Indian fishermen negotiate their skiff through rough waves ahead of cyclone Hudhud making expected landfall in Visakhapatnam on October 11, 2014.

India has begun evacuating thousands of people from fishing villages as it braces for cyclone Hudhud barrelling towards its east coast.

The states of Andhra Pradesh and Orissa in the southeast are on high alert for what the weather office described as a "very severe cyclonic storm" due to make landfall Sunday.

Many thousands from fishing villages across five districts in northeast Andhra Pradesh living in flimsy housing were among the first to be moved to safer, concrete relief shelters, officials say.

The numbers of evacuees is expected to swell.

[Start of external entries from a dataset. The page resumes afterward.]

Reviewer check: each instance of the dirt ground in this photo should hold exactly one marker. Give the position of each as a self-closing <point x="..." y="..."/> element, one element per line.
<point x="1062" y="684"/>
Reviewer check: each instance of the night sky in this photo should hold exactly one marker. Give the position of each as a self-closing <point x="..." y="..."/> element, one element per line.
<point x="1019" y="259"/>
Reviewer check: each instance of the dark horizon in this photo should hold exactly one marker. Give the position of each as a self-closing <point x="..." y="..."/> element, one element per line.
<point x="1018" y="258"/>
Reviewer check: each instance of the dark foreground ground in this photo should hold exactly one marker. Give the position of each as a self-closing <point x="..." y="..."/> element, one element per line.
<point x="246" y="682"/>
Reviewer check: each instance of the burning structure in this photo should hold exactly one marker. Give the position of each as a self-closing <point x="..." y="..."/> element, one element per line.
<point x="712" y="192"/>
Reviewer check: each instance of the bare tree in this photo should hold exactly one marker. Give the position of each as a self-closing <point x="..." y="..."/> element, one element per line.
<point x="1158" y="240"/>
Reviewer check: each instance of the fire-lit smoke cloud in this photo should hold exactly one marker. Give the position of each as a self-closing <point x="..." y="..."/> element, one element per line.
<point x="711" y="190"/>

"We are ready to evacuate 400,000 people, but that will depend on the amount of rainfall and how it affects low-lying areas," said Arvind Kumar, an senior official from Andhra Pradesh, overseeing the relief efforts.

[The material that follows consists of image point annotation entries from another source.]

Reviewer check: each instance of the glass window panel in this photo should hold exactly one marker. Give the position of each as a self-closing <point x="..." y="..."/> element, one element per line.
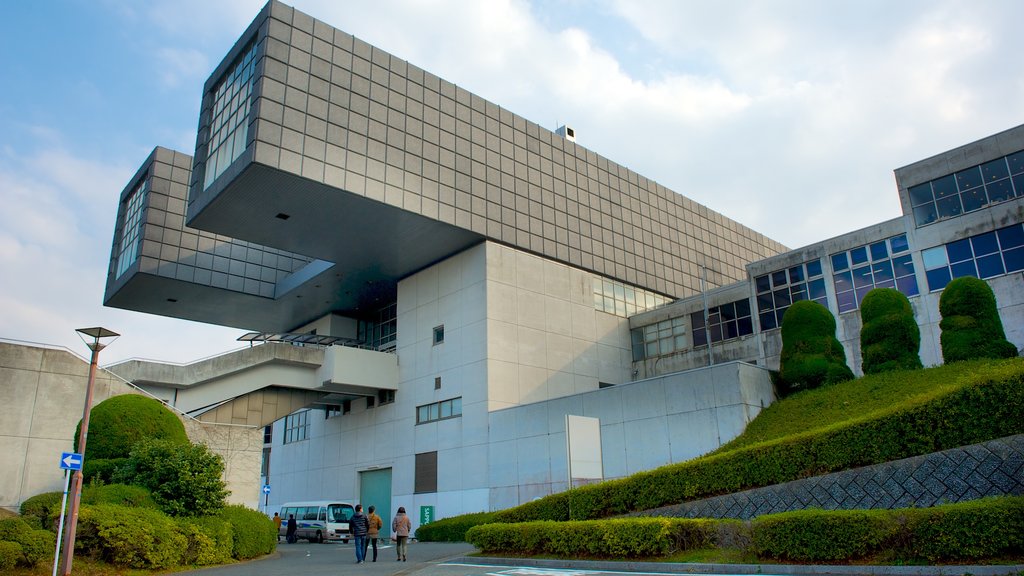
<point x="762" y="283"/>
<point x="948" y="207"/>
<point x="816" y="289"/>
<point x="921" y="194"/>
<point x="990" y="265"/>
<point x="944" y="187"/>
<point x="935" y="257"/>
<point x="999" y="191"/>
<point x="960" y="250"/>
<point x="974" y="199"/>
<point x="985" y="244"/>
<point x="778" y="279"/>
<point x="858" y="255"/>
<point x="862" y="277"/>
<point x="813" y="269"/>
<point x="1014" y="259"/>
<point x="961" y="270"/>
<point x="925" y="214"/>
<point x="782" y="298"/>
<point x="840" y="261"/>
<point x="846" y="301"/>
<point x="969" y="178"/>
<point x="994" y="170"/>
<point x="903" y="265"/>
<point x="899" y="244"/>
<point x="844" y="281"/>
<point x="880" y="251"/>
<point x="796" y="274"/>
<point x="1011" y="237"/>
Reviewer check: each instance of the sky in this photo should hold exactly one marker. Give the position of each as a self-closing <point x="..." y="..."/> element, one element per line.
<point x="787" y="116"/>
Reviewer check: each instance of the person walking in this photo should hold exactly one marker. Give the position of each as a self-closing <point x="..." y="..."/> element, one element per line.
<point x="292" y="527"/>
<point x="359" y="526"/>
<point x="400" y="527"/>
<point x="374" y="531"/>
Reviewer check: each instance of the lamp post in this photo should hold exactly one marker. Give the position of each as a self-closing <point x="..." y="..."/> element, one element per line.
<point x="76" y="492"/>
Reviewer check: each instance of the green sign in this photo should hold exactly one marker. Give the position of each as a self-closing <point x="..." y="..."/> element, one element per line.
<point x="426" y="515"/>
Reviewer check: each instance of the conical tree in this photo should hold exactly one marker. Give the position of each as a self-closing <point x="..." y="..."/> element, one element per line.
<point x="971" y="325"/>
<point x="811" y="355"/>
<point x="890" y="338"/>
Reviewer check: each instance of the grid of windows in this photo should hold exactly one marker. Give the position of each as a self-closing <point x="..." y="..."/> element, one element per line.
<point x="776" y="291"/>
<point x="622" y="299"/>
<point x="438" y="411"/>
<point x="131" y="232"/>
<point x="663" y="338"/>
<point x="296" y="426"/>
<point x="984" y="255"/>
<point x="724" y="322"/>
<point x="969" y="190"/>
<point x="229" y="125"/>
<point x="882" y="264"/>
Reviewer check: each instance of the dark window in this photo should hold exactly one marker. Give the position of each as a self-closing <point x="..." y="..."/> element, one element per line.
<point x="426" y="472"/>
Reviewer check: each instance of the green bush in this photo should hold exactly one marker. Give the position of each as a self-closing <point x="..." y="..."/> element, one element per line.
<point x="118" y="422"/>
<point x="132" y="537"/>
<point x="10" y="554"/>
<point x="811" y="355"/>
<point x="41" y="509"/>
<point x="35" y="544"/>
<point x="254" y="533"/>
<point x="184" y="479"/>
<point x="971" y="325"/>
<point x="985" y="407"/>
<point x="452" y="529"/>
<point x="890" y="338"/>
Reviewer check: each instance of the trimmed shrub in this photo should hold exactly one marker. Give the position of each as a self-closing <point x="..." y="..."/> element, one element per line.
<point x="35" y="544"/>
<point x="971" y="325"/>
<point x="452" y="529"/>
<point x="890" y="338"/>
<point x="132" y="537"/>
<point x="10" y="553"/>
<point x="811" y="355"/>
<point x="184" y="479"/>
<point x="118" y="422"/>
<point x="254" y="533"/>
<point x="41" y="509"/>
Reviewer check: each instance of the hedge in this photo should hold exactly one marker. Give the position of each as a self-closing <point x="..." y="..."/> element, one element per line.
<point x="987" y="408"/>
<point x="971" y="531"/>
<point x="452" y="529"/>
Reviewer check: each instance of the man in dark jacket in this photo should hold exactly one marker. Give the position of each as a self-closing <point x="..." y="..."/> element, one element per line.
<point x="359" y="526"/>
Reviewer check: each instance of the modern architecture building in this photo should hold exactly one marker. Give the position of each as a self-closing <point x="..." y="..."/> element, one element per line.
<point x="433" y="284"/>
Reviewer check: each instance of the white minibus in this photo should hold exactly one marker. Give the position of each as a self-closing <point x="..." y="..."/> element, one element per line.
<point x="318" y="521"/>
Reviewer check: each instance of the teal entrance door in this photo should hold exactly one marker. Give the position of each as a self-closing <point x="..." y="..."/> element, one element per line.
<point x="375" y="490"/>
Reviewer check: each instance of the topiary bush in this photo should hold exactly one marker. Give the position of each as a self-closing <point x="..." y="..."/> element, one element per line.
<point x="254" y="533"/>
<point x="890" y="338"/>
<point x="971" y="325"/>
<point x="184" y="479"/>
<point x="118" y="422"/>
<point x="811" y="355"/>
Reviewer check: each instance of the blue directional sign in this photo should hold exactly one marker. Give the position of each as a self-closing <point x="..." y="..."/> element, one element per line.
<point x="71" y="461"/>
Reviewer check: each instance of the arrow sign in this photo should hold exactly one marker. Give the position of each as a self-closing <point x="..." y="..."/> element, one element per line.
<point x="71" y="461"/>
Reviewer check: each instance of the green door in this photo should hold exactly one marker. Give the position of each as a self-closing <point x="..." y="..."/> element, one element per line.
<point x="375" y="490"/>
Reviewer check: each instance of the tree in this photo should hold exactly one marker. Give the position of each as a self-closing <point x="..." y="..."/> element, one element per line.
<point x="184" y="480"/>
<point x="890" y="338"/>
<point x="811" y="355"/>
<point x="971" y="325"/>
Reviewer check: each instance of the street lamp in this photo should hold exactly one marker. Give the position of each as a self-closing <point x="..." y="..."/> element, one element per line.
<point x="76" y="492"/>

Cyclone Hudhud was expected to pound the coast with winds of at least 190 kilometres per hour, accompanied by torrential rains, according to the Indian weather office.

The storm was expected to make landfall before lunchtime in Visakhapatnam, a city in northern Andhra Pradesh, state officials said.

"I would say that realistically about 150,000 people (in Andhra Pradesh) are likely to be affected," said Kumar.

Authorities told fishermen to stay away from the choppy seas.

In neighbouring Orissa, where Cyclone Phailin last October killed at least 18 and left a massive trail of destruction,
authorities were more worried about torrential rains than gusting winds which were expected to lose speed by the time they hit the state later Sunday.

"We are expecting flash floods and heavy rainfall after the cyclone hits," said P.K. Mohapatra, special relief commissioner of Orissa, where more than 300,000 people in eight districts would feel the storm's force.

A few thousand had been moved to cyclone shelters with community kitchens and water supply.

The shifting of endangered Bonda tribals had also begun from their age-old habitats in the Bonda Hills in Orissa's Malkangiri district, which was expected to be hard hit by the storm.

But some among the tribal group which numbers a total of 7000 were reluctant to move as they had never left the area, the Press Trust of India (PTI) said.

India's eastern coast and neighbouring Bangladesh are routinely hit by bad storms between April and November that cause deaths and widespread property damage.

In 1999, more than 8000 people were killed when a cyclone battered Orissa.